Divide records to links

Post questions here relative to DataStage Enterprise/PX Edition for such areas as Parallel job design, Parallel datasets, BuildOps, Wrappers, etc.

Moderators: chulett, rschirm, roy

Post Reply
AhmedSamir
Participant
Posts: 10
Joined: Mon Dec 15, 2014 8:33 am

Divide records to links

Post by AhmedSamir »

hi there,

I want to divide the records volum to be divide to the links

ex :

sequ_file 15 record ----- > ????? which stage ------- > Link 1 5 record
------- > Link 2 5 record
------- > Link 3 5 record

thank you
ShaneMuir
Premium Member
Premium Member
Posts: 508
Joined: Tue Jun 15, 2004 5:00 am
Location: London

Post by ShaneMuir »

Do you have any criteria for splitting your records, or do you just want them split equally?

What is the target after the split? Are you processing each stream of data separately afterwards? Ie what are you trying to achieve?
AhmedSamir
Participant
Posts: 10
Joined: Mon Dec 15, 2014 8:33 am

Post by AhmedSamir »

thank you ShaneMuir

1- just want them split equally

2- just split only
ShaneMuir
Premium Member
Premium Member
Posts: 508
Joined: Tue Jun 15, 2004 5:00 am
Location: London

Post by ShaneMuir »

Are you using multiple nodes to process?

If you just want to split them evenly then I would use the Mod function on the Input Row number in a transformer stage variable. You can then equate the constraint on each output link accordingly.

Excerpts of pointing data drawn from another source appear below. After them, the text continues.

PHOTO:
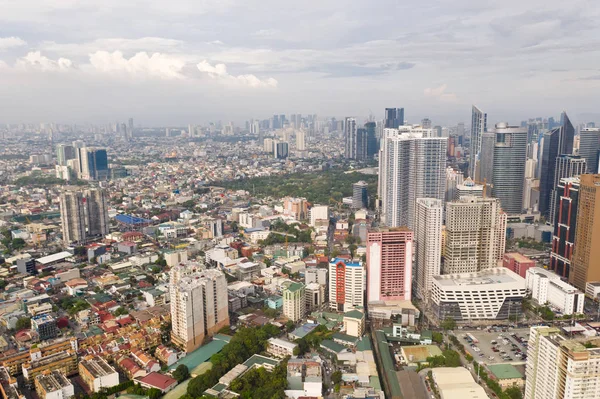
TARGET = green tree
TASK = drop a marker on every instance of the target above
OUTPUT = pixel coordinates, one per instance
(181, 373)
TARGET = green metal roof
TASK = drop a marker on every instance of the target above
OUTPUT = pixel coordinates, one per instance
(505, 371)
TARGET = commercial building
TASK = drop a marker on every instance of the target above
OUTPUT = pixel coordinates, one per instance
(478, 127)
(294, 301)
(510, 155)
(547, 288)
(491, 294)
(586, 257)
(346, 284)
(389, 264)
(360, 195)
(565, 222)
(475, 235)
(199, 304)
(412, 165)
(428, 237)
(517, 263)
(97, 374)
(53, 385)
(560, 368)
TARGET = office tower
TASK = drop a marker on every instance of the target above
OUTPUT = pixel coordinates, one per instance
(346, 284)
(294, 301)
(428, 237)
(282, 150)
(72, 215)
(372, 142)
(83, 215)
(557, 142)
(468, 188)
(394, 117)
(96, 211)
(475, 235)
(64, 153)
(510, 155)
(589, 148)
(360, 195)
(411, 166)
(559, 367)
(300, 140)
(566, 166)
(478, 127)
(586, 257)
(389, 264)
(565, 221)
(350, 138)
(199, 304)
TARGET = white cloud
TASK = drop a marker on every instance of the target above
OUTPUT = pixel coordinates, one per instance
(219, 71)
(158, 65)
(11, 42)
(440, 93)
(35, 60)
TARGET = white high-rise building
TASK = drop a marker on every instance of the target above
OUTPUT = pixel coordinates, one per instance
(475, 235)
(412, 165)
(560, 368)
(478, 127)
(428, 234)
(199, 304)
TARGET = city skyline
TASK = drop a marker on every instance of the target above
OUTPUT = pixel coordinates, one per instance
(177, 62)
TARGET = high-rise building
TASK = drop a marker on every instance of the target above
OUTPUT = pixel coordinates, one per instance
(586, 257)
(566, 166)
(350, 138)
(560, 368)
(510, 155)
(360, 195)
(294, 301)
(394, 117)
(199, 304)
(428, 237)
(556, 142)
(411, 165)
(475, 235)
(346, 284)
(478, 127)
(389, 264)
(589, 148)
(83, 215)
(565, 221)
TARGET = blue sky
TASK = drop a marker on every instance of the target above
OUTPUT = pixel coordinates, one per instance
(178, 62)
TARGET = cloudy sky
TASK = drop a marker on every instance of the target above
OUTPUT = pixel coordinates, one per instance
(177, 61)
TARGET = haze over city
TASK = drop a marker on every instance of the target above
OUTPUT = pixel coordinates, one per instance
(175, 62)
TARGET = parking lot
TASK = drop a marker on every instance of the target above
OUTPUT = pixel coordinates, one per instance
(496, 347)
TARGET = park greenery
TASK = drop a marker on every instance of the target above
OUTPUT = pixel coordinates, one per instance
(324, 187)
(245, 343)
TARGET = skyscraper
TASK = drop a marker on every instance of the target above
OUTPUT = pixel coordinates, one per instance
(394, 117)
(475, 235)
(565, 222)
(360, 195)
(199, 304)
(566, 166)
(510, 155)
(428, 237)
(586, 257)
(411, 165)
(350, 138)
(478, 127)
(557, 142)
(589, 148)
(389, 264)
(84, 215)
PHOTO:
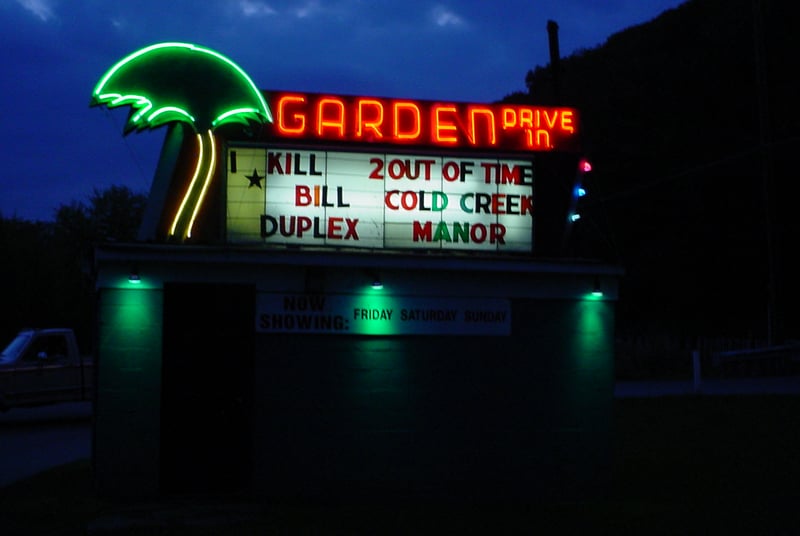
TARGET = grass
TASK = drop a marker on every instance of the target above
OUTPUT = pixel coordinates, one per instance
(683, 465)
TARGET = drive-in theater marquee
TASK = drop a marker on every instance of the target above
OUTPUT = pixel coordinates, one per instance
(366, 172)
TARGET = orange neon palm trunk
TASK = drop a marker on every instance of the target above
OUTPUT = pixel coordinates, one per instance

eg set stage variable svOutputLink as

Code: Select all

Mod(@INROWNUM,3)
Set output link constraints:
Link1: svOutputLink=0
Link2: svOutputLink=1
Link3: svOutputLink=2

Note that this will split the data evenly between 3 output datastreams. The above logic assumes using one node.

There might be other solutions depending on why you want to split the data (ie you might be just able to run a multi node configuration whereby you can have a single output link but that link is split into 3 processing streams)
AhmedSamir
Participant
Posts: 10
Joined: Mon Dec 15, 2014 8:33 am

Post by AhmedSamir »

thx .. but there is no stage for doing this case ..
ShaneMuir
Premium Member
Premium Member
Posts: 508
Joined: Tue Jun 15, 2004 5:00 am
Location: London

Post by ShaneMuir »

Of course there is a stage - the transformer stage.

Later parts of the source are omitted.